1. Proposed title of this feature request.
Enhance etcd error logs when over an UPI install static pods are unable to connect to bootstrap.
2. What is the nature and description of the request?
When a customer deploys an UPI cluster, they normally need to manually create access rules between nodes (which are listed in our documentation). The problem is, if the network requirements related to etcd are not in place (master nodes are unable to reach port tcp/2379 from bootstrap node), the cluster installation fails causing static etcd pods to stay in CrashLoopBackof state.

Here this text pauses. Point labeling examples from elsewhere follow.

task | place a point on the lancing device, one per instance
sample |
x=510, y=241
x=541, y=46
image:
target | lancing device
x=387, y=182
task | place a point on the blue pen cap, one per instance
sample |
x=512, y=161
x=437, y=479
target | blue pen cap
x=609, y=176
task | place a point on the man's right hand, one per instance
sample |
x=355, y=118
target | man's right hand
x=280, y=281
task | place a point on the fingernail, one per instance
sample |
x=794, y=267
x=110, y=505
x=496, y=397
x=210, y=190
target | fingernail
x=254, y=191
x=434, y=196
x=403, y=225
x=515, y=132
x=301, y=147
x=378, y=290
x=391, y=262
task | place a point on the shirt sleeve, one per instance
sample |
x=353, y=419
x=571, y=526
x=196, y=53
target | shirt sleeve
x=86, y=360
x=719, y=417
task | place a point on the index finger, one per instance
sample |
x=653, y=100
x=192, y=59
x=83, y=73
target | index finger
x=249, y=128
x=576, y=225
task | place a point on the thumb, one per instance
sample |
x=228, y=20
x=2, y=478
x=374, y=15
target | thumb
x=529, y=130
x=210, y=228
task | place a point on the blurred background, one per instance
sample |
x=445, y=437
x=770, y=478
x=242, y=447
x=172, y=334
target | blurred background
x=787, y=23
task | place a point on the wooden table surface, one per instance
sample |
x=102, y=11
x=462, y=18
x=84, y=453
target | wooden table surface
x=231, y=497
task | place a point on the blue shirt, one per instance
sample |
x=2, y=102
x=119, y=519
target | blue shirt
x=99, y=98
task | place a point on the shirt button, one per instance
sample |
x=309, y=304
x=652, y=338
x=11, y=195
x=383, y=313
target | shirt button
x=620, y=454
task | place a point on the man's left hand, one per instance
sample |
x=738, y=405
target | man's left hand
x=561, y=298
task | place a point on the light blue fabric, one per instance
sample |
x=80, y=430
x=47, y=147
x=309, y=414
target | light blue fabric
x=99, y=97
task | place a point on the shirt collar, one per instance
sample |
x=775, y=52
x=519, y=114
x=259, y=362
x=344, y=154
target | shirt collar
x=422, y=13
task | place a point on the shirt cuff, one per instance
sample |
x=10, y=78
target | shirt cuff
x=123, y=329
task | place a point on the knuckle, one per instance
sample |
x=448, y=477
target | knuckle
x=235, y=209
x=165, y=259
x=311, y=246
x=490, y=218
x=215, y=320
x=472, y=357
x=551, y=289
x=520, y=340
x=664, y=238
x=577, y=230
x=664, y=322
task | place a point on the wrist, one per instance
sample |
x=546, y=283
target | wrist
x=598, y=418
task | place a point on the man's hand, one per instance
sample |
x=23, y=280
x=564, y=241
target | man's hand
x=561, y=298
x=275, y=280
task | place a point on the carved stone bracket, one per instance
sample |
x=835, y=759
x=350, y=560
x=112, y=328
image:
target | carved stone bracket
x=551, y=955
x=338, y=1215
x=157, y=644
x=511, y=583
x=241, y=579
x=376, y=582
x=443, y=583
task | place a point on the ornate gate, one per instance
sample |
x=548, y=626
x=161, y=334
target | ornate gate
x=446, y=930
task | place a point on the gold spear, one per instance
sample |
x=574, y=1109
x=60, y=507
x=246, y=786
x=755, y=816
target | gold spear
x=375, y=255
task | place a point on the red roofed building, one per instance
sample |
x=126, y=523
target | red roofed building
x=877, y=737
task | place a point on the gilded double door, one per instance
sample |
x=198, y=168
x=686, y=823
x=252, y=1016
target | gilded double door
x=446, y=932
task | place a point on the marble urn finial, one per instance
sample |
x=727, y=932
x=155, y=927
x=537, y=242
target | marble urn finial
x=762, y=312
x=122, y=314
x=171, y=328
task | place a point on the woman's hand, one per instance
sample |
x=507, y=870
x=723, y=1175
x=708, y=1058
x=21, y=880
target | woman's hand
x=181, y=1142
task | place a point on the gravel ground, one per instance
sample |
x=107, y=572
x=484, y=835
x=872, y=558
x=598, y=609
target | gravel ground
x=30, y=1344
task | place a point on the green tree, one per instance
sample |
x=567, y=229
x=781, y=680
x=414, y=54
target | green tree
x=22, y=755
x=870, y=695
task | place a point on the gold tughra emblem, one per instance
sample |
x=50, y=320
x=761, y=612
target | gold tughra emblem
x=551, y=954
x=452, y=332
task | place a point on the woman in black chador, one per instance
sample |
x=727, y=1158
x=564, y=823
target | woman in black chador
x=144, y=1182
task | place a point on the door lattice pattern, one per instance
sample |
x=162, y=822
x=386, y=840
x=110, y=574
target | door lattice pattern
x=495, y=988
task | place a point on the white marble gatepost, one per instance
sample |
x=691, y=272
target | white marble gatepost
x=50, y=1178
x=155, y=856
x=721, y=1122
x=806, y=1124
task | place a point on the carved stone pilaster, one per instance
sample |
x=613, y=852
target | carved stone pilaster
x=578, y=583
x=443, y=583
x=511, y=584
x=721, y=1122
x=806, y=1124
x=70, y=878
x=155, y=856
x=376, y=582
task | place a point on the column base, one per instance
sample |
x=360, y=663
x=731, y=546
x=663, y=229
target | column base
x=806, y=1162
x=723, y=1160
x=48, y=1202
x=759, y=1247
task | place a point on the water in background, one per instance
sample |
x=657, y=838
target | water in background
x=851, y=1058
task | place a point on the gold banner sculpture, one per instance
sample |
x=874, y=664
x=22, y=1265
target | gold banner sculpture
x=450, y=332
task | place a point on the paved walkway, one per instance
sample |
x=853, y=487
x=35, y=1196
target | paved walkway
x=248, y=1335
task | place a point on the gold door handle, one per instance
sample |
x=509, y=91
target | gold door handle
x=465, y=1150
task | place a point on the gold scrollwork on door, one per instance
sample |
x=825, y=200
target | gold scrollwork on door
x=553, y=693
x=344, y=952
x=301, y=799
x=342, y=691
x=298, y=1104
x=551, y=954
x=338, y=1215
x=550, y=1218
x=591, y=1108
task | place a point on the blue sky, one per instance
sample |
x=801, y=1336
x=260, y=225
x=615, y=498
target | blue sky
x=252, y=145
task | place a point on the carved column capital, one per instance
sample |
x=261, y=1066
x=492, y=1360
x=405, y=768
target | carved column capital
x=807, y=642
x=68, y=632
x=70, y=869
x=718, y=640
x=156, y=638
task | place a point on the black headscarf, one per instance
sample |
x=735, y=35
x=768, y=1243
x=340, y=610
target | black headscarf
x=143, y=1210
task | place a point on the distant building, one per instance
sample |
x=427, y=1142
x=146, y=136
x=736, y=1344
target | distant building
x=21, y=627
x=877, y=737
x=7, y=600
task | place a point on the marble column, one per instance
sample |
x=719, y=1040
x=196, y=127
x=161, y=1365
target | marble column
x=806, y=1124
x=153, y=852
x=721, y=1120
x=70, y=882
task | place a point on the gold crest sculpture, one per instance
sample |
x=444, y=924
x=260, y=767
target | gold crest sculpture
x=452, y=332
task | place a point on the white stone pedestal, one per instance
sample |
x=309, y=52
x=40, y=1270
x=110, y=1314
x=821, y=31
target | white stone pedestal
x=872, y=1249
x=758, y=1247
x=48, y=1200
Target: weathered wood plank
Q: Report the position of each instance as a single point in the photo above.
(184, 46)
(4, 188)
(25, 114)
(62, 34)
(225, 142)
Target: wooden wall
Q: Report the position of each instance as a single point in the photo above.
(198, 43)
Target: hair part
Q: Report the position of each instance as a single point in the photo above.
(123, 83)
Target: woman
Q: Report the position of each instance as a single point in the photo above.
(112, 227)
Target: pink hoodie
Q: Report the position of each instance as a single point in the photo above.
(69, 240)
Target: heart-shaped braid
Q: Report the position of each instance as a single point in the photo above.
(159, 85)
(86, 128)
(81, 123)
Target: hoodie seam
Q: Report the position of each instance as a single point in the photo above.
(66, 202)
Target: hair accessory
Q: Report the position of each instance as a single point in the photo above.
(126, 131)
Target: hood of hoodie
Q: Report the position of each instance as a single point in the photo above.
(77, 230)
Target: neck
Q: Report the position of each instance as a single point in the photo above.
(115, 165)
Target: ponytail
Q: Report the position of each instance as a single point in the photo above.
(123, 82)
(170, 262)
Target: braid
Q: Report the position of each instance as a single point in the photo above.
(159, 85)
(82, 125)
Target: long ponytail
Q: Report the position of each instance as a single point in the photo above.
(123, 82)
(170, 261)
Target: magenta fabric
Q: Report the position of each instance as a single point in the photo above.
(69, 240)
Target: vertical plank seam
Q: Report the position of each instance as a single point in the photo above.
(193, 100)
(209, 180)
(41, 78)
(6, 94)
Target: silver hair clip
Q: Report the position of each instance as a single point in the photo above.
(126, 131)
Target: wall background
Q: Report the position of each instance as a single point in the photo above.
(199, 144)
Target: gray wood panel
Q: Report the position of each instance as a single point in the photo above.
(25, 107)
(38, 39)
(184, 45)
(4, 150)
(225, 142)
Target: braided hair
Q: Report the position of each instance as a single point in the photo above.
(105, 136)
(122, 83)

The problem is the error doesn't provide the full information about why it is Crashing:
{"level":"warn","ts":"2024-06-28T12:16:50.859825Z","caller":"flags/flag.go:93","msg":"unrecognized environment variable","environment-variable":"ETCDCTL_ENDPOINTS="} {"level":"warn","ts":"2024-06-28T12:16:55.88266Z","logger":"etcd-client","caller":"v3@v3.5.9/retry_interceptor.go:62","msg":"retrying of unary invoker failed","target":"etcd-endpoints://0xc0001ba000/127.0.0.1:2379","attempt":0,"error":"rpc error: code = DeadlineExceeded desc = latest balancer error: last connection error: connection error: desc = \"transport: Error while dialing: dial tcp 127.0.0.1:2379: connect: connection refused\""} Error: context deadline exceeded failed to create etcd client: context deadline exceeded
It would be of great help for customers if the related ip address that etcd is not reaching could be listed, so they could double check if all firewall rules/security groups settings are allowing the required traffic.
3. Why does the customer need this? (List the business requirements here)
To correctly identify the source of the problem when they are unable to deploy an UPI cluster.
4. List any affected packages or components.
- etcd